Freddy, once again commuting from bath to bedroom with a towel around his waist, had gazed hopefully down from the landing and been rewarded with a second vision of our two female ground floor neighbours once again in conversation outside of their rooms wearing nothing but T-shirts.
'I like what I see!,' Freddy had proclaimed loudly with, I imagined, his usual robustly African emphasis, no syllable taking precedence over another. It had probably sounded much like some Biblical king expressing his most heartfelt approval. The neighbours looked up, horrified, then scurried into one of the rooms; and that was it.
'Do you think they will call the police?' His head moved from side to side, seeming almost punch-drunk with the horror of his own deeds.
'No. They would have done it by now if they were going to.'
This was bizarre. It was a crime of embarrassment and nothing stronger. Perhaps I like what I see was a particularly weird greeting, but then it hardly seems sensible to wander around in the communal part of a shared house with less than the minimum of clothing unless you're a confident, practising naturist. Nevertheless, Freddy had now been awake for something like forty-eight hours, terrified, knocking back the whisky, and waiting to be arrested. He'd even bought his own ciggies.
I later spoke to the ground floor neighbours on his behalf and was told, as I suspected, that they had been mildly freaked out, but were more embarrassed at their own state of undress than anything.
As Freddy sat guzzling tea and smoking his cigarette with an unsteady hand, staring into space like the suspect on a cop show, I considered for a moment the pressure bearing down upon him - a likeable young guy in his earlier twenties with his entire life already mapped out by a stern and traditionally minded father. He'd grown up in Kenya - or wherever it was - and now here he was stuck in freezing, exhaust-choked Lewisham sharing a bathroom and a crappy kitchen with a former Tamil Tiger and a man unable to tell the difference between an artist and a prostitute. Try as I might, I couldn't see how this would constitute an adventure in anyone's book.

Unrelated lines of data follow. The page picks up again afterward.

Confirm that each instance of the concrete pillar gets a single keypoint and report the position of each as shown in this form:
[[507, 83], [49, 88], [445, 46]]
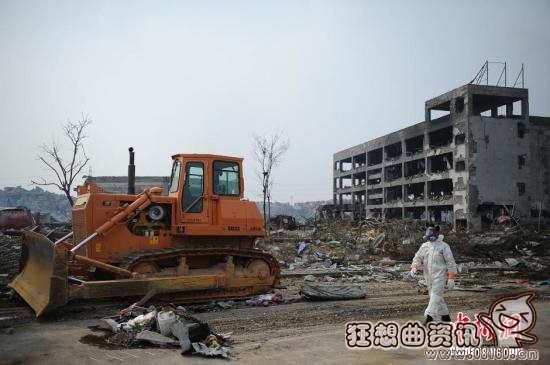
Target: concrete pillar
[[426, 200], [525, 108]]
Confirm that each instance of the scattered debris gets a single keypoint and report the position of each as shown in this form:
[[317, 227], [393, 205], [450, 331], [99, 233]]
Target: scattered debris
[[332, 292], [165, 326]]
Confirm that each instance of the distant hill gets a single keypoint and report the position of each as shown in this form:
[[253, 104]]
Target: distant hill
[[300, 211], [37, 200], [40, 200]]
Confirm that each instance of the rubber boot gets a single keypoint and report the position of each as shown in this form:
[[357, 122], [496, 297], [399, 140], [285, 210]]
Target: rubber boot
[[446, 318], [428, 320]]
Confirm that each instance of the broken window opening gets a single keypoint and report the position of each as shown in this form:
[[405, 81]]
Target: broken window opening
[[461, 225], [495, 106], [374, 177], [441, 137], [492, 213], [360, 179], [459, 104], [460, 165], [415, 168], [374, 157], [375, 201], [375, 196], [393, 194], [415, 213], [440, 190], [393, 151], [521, 189], [440, 163], [375, 213], [414, 192], [414, 145], [393, 172], [440, 112], [359, 160], [393, 213], [345, 199], [521, 130], [347, 182], [345, 165], [521, 161], [441, 214]]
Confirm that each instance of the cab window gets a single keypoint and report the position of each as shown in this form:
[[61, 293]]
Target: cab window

Freddy eventually finished his course and moved away, his place being taken by a six foot tall white teenager who liked football, drove a van, and who, perhaps strangely, seemed somehow much more alien to me. From time to time I still wonder what happened to my housemate and friend, whether he ever found a way to make the hell of money he desired, how well he took to the responsibility imposed upon him by his father, and how that all worked out. I met many people called Okello in the years that followed, but it turns out that in Africa it's a fairly common surname, and none of them were related to Freddy. Wherever he is and whatever turned out to be his lot in life, I hope that he likes what he sees.